In contrast, IFN is open source, free to use and free to modify and free to distribute. The usage is relatively very simple, which will be explained in the user guide and it does not requires extensive data. The ideal flow network itself has strong mathematical background, based on Markov Chain and Maximum Entropy maximization whose assumptions are clearly stated. The IFN model is based on mathematical theory and not based on heuristic approach. The more data you have, it would be more accurate but at the most parsimony level, the model can be run without any data aside from the network itself. Based on the maximum entropy principle, we assume the maximum doubt when you have no data.
IFN requires input of a network structure (nodes and links that connects the nodes). Let us prepare our first simplest network, which consist of three nodes and three links.
- Create a text file and copy and paste the following, then save it as node.txt.
NodeID,X,Y
1,0,0
2,0,3
3,3,4
- Create another text file and copy and paste the following, then save it as link.txt.
LinkNo,Node1,Node2,Dist,Lanes
1,1,2,1000,1
2,2,3,1000,1
3,3,1,1000,1
- Create another text file and copy and paste the following, then save it as scenario.txt.
ScenarioName=MyScenario
Node=node.txt
Link=link.txt
- Open ifn.py using Idle (the official IDE of python) and at the bottom, change the scenario file into
if name == 'main':
…
scenario='scenario.txt'
IFN (scenario)
- Run the ifn.py and you get the result. The values in the links in the network represent the link congestion level.
- Now you can alter the link file into link2 where the second link from node 2 to node 3 would have 2 lanes. Save this link file as link2.txt.
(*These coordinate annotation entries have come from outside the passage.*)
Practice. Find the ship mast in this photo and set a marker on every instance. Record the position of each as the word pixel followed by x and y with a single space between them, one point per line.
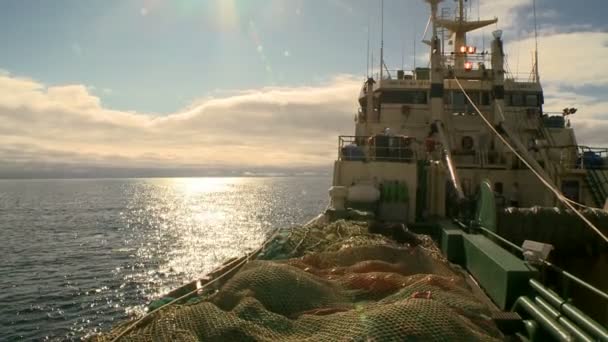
pixel 459 28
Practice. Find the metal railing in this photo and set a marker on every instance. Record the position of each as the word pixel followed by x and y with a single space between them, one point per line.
pixel 378 148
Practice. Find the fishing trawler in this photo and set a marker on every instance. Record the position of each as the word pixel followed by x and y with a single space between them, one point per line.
pixel 452 206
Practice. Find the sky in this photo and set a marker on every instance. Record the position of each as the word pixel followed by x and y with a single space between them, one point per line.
pixel 205 87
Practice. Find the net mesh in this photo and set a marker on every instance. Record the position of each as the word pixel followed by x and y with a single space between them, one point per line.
pixel 335 282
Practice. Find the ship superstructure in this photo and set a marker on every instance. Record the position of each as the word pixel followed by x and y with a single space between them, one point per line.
pixel 431 114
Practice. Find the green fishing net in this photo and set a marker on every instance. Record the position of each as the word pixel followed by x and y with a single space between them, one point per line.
pixel 333 282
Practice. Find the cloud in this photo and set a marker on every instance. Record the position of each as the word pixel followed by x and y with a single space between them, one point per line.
pixel 288 127
pixel 573 58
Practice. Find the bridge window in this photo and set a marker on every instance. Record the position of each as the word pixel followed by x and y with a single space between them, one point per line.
pixel 523 99
pixel 404 97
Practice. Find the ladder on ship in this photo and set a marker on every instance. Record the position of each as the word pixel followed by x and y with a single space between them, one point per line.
pixel 597 180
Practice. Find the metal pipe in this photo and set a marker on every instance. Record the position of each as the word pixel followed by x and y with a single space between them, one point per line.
pixel 578 281
pixel 570 311
pixel 548 323
pixel 571 327
pixel 501 239
pixel 448 158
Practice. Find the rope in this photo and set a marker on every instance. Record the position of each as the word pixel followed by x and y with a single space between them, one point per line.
pixel 236 266
pixel 556 192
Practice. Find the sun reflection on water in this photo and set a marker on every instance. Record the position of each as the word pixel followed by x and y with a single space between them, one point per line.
pixel 185 228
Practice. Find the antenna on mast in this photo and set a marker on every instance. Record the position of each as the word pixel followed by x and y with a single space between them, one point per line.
pixel 537 74
pixel 381 39
pixel 368 39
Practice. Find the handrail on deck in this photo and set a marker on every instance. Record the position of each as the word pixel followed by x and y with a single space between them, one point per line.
pixel 390 148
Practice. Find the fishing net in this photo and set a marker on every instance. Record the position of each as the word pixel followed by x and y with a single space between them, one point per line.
pixel 335 282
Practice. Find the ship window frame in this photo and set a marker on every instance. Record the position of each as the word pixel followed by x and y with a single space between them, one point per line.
pixel 405 97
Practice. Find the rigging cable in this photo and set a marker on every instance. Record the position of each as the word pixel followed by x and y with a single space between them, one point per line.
pixel 557 193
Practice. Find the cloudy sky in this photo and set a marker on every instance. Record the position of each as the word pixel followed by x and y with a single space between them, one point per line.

- Now we need to modify the scenario where we still use the same nodes but only the number of lane is changing by changing the link file and the scenario name in the scenario file. Save the scenario file as scenario2.txt.
- Modify the scenario name in ifn.py and then run the program
- The results can be seen and compare with the previous scenario. The average speed is improving with the additional lane from 17 km/hour into 23 km/hour. The travel time is also improving from 3.45 min/km now becomes 2.88 min/km. Similar result happen with the delay.
There are a lot of fun stuff to develop further and if you have any critics, comments or suggestions to improve, drop me a note. I would welcome your contribution by any means, your programming time, donation or scientific ideas and so on.
We hope you find this program useful for your study or work. You can help your own city by setting the base network on your city, and compute the scenarios that most likely will help to solve traffic congestion in your city. Share your ideas in social media and compare it with your friends. Talk with your city government about your ideas.